- Published on
Understanding and Building AI Agents
- Authors

- Name
- Shedrack Akintayo
- @coder_blvck
I've been doing a lot of research and learning about AI agents and its been very fascinating. I've been able to build a few agents and I've learned a lot about how they work and how to build them reliably.
In this blog post, I'll be sharing some of my notes and insights about AI agents.
What are AI Agents?
AI agents are simply language models equipped to execute complex tasks, not just respond to prompts. Think of a regular LLM as someone who can give great advice but can't directly do anything. An AI agent is that same person but now with access to tools, context, memory, and the ability to take action.
To understand them clearly, let's break things down.
What Makes Up an AI Agent?
AI agents have three core components:
1. Model
This is the brain. It's the LLM and is responsible for thinking, understanding context, and choosing what happens next, including when to call a tool.
Its most important job is deciding what context matters at each step. In complex workflows, this is critical because context limits (token window) force the model to be smart about what it pays attention to.
2. Tools
These give the agent access to the outside world. They could be:
- APIs
- Database queries
- Code functions
- Vector stores (for RAG)
- Internal knowledge repositories
Without tools, the agent is just a smart box. With tools, it can perform actions.
3. Orchestration Layer
This is the operational control room. It:
- Plans and executes the reasoning loop
- Defines the agent persona via system prompts or constitutions
- Manages short and long-term memory
- Coordinates the interaction between the model and tools
Think of it as the agent's "operating system".
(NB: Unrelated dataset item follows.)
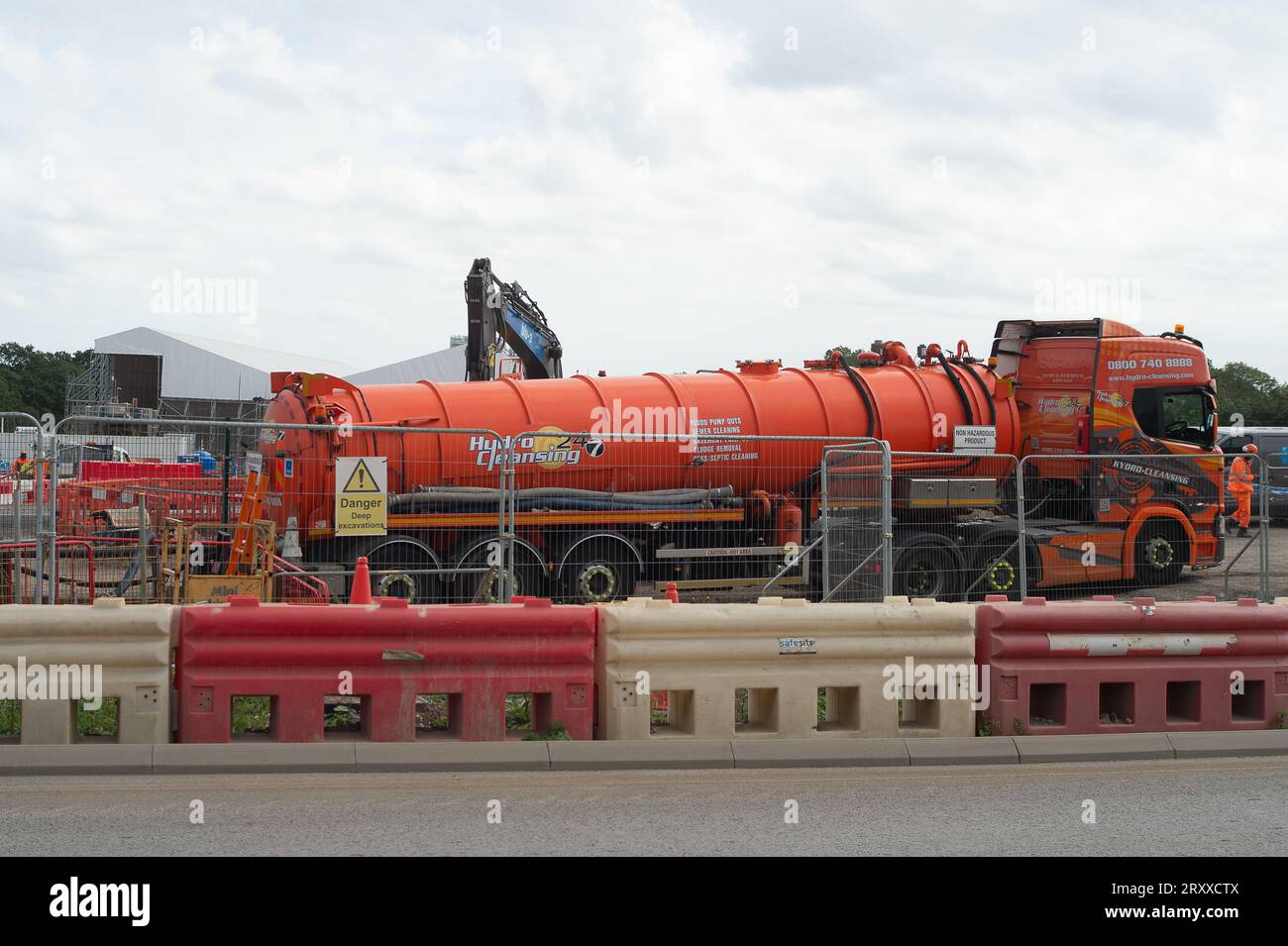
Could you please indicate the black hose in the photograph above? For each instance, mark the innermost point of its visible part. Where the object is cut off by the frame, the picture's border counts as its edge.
(458, 497)
(992, 405)
(961, 391)
(863, 392)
Here's a diagram to visualise how the agent operates:

How an Agent Handles a Task
The diagram below shows the typical operational loop of an AI agent:

AI Agents Taxonomy
Not all agents are equal. Capability levels matter when scoping what your agent can do.

| Level | Description |
|---|---|
| 0 | Just the LLM. No tools. |
| 1 | LLM + tools. Can reason and interact with external systems. |
| 2 | Strategic problem solver. Uses context engineering to adapt its inputs step by step. |
| 3 | Multiple agents working together. Agents treat other agents as tools. |
| 4 | Self-evolving agents. Can detect capability gaps and try to fix them autonomously. |
Building AI Agents Reliably
Having an agent is not enough. Reliability determines production readiness.
Here are some key reliability principles:
1. Pick the Right Model
You don't always need the biggest or most powerful model. Your choice should depend on the type of reasoning needed. Often, teams use "model routing" which involves assigning different tasks to different models.
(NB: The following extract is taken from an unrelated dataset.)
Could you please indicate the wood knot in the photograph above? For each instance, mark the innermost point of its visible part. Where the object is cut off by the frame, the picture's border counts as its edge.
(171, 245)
2. Use RAG with vector databases
RAG (Retrieval-Augmented Generation) is a technique that combines LLMs with external data sources. Vector databases are a key component of RAG. They store and query vectors, which are numerical representations of text. RAG helps the agent query knowledge without needing it in the prompt. It also allows the agent to reason about the data it has access to.
3. Leverage function calling
This allows the model to call tools dynamically based on instructions.
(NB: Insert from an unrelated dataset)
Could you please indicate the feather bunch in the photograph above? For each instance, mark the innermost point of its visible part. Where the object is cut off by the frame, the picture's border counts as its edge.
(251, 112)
Agent Operations (Agent OPS)
Agents need monitoring just like microservices.
- Use AI to evaluate AI (self-scoring or external evaluator models)
- Add OpenTelemetry traces for observability
- Track token usage, reasoning patterns, and failure cases
Security & Scaling
Giving an agent tools without limits is risky.
- Apply hard-coded guardrails, e.g.:
- Spending limits via a policy engine
- Allow-listing specific API domains
- Use an AI gateway for governance (like you would with network traffic)
How Do AI Agents Learn Over Time?
AI agents do not "learn" the way humans do automatically. They evolve through iterations. The improvement process usually looks like this:
- Analyzing the runtime experience e.g logs & traces, user feedback
- Refining their system prompts
- Improving the context engineering
- Optimizing existing tools or creating new ones
- Running simulations to test the agent in different scenarios
Final Thoughts
Building AI agents is not just about plugging an LLM into a toolchain. It's an engineering exercise that combines:
- Strategic reasoning
- Context management
- Secure tool execution
- Continuous Optimization
The best agents don't just respond, they reason, decide, and execute.
If you're building one, start at Level 1, validate the loop, add context engineering to get to Level 2, and only then move towards multi-agent systems or self-evolving systems.
Everything beyond that should be treated like any other production software system: versioned, monitored, tested and governed.